The Torah states that Sukkot was the next stop for Israelites after leaving Egypt (Exod 13:20; Num 33:6-7).  Some scholars point to the similarity between the modern Arabic name Tell el-Maskhuta and the biblical name. The only problem is that Tell el-Maskhuta is east of Tell el-Retabah (Pithom).

From the exodus itinerary, it is clear that the biblical author pictured Sukkot as west of Pithom.  The name should therefore not be understood as the name of a city.   But like Goshen, the name was probably a regional designation, describing the area between Piramesses and Pithom.

This suggestion is consistent with the use of Tjeku in Papyrus Anastasis VI (54-56):  “We have finished letting the Shasu tribes of Edom pass the Fortress of the House of Merneptah, l.p.h., which is in Tjeku, to the pools of Pithom of Merneptah, which are in the Tjeku, in order to sustain them and sustain their flocks by the pleasure of Pharaoh, l.p.h.”

According to this papyrus, the Shasu traveled from the Fortress of Merneptah to Pithom, both of which were in Tjeku.  This would likely place the Israelite encampment of Sukkot near the entrance to the wadi, possibly near the modern town of Abou Hammad.
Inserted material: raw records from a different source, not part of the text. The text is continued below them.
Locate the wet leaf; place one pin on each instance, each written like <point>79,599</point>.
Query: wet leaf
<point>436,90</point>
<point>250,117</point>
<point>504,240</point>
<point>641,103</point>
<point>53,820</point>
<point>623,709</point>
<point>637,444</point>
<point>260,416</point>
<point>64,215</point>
The Hebrew name Sukkot is related to the term that means “booths.”  As such, Sukkot may have only been the location of a temporary camp site.  In other words, a way station with limited water and resources.

Exodus

Pi-Ramesses, City on an Island

The Bible mentions the cities of Pithom and Ramesses as the places where the Israelites made “storage cites” (Exod 1:11).  Exod 12:37 and Num 33:3-5 point to Pi-Ramesses as the starting place of the exodus.  So what do we know about the early history of the island city of Pi-Ramesses?

The only city of the ancient world with name “Ramesses” was Pi-Ramesses, the “house of Ramesses.”  Labib Habachi identified Pi-Ramesses at the archaeological site of Qantir.  Qantir is located 2 km east of Avaris, the former Hyksos capital. 

Seti I (ca. 1303-1288 BC) founded Pi-Ramesses as a royal residence.  Ramesses II (ca. 1288-1222 BC) expanded the city to become capital of Egypt.  Papyrus Anastasi III (1:12) dating to Merneptah’s 3rd year spells Pi-Ramesses with the birth name of Ramesses II, “Ramesses Meriamun.”

The Egyptian kings built Pi-Ramesses to keep an eye on the large Semitic population at Avaris.  The city also located in the region where the Ramessides had their power base.  The two cities existed together until Avaris was abandoned during Dynasty 19.

Ground-penetrating radar and Caesium-Magnetometry surveys done in 1996, 2003, and 2008 revealed no earlier remains beneath the Dynasty 19 city.  Moreover, the city of Pi-Ramesses was an island surrounded by water on all sides.

These facts show us two things.   (1) The Israelites lived near but not in Pi-Ramesses itself.  (2) The Exodus could not have occurred earlier than the reign of Ramesses II.  Thus, the Israelites probably gathered for the exodus at a staging area between Avaris and Pi-Ramesses.  Avaris afterwards ceased being a viable city when it was abandoned by the Israelites.